Basyaruddin menjelaskan, Wilayah Kabupaten Purwakarta yang mencakup 17 kecamatan dan 192 desa direncanakan akan dibagi ke dalam beberapa zona kerja (diusulkan sebanyak 5 zona) yang dipimpin oleh masing-masing satu koordinator lapangan
Sementara itu, Ketua BDN Purwakarta berperan penuh dalam mengawasi, memonitor, dan menerima laporan dari tim pelaksana untuk diteruskan ke pengurus pusat
Sebagai langkah awal program kedaulatan pangan, BDN akan melaksanakan proyek uji coba (pilot project) pertanian dengan target luasan 25 hingga 50 hektar
“Program penanaman ini diprioritaskan memanfaatkan lahan pekarangan milik masyarakat setempat mulai dari ukuran 100 hingga 200 meter persegi demi memberdayakan ekonomi warga,” jelasnya.
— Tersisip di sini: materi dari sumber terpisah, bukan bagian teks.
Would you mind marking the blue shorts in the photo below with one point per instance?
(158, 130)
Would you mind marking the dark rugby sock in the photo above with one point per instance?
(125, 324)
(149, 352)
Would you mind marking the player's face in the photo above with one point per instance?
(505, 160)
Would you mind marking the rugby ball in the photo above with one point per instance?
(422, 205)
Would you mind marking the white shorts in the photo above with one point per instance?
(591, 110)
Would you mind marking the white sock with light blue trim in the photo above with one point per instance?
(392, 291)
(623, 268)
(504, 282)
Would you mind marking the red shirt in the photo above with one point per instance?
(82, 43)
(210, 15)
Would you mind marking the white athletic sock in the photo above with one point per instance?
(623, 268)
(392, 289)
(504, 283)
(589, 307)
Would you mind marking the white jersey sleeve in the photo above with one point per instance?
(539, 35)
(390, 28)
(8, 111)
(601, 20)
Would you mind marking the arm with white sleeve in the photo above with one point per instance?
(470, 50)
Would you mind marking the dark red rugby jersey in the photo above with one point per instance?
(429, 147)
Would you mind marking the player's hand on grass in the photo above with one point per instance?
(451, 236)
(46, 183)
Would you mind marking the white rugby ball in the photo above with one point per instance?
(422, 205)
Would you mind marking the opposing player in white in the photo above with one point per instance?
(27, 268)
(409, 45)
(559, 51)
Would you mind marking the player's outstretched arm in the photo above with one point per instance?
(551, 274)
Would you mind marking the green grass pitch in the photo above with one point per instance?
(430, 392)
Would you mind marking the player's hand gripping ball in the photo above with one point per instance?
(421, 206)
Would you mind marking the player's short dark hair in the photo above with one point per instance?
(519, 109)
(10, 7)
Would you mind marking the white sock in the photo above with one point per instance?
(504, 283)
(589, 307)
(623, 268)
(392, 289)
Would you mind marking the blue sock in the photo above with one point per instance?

Dia melanjutkan, untuk mengamankan data kepemilikan lahan, tim pelaksana akan berkoordinasi secara intensif dengan masing-masing kepala desa. Model pemberdayaan lahan serupa sebelumnya dilaporkan telah berjalan sukses di wilayah Citata seluas 50 hektar serta di 11 desa di wilayah Karawang
Menutup arahannya, Ketua Umum Basarudin Siregar mengonfirmasi bahwa kepengurusan BPD BDN Purwakarta kini telah resmi terdaftar di Kesbangpol setempat
Dia menginstruksikan pengurus Purwakarta untuk segera mengirimkan surat permohonan resmi kepada para pimpinan daerah setempat
Surat tersebut ditujukan agar Bupati, Kapolres, Dandim, hingga Ketua DPRD Purwakarta berkenan duduk di dalam struktur organisasi sebagai dewan pembina dan penasehat BPD BDN Purwakarta
“Kolaborasi taktis ini diharapkan dapat mempercepat akselerasi program kerja BDN di lapangan tanpa harus selalu menunggu birokrasi formal dari tingkat pusat,” pungkas Basyaruddin.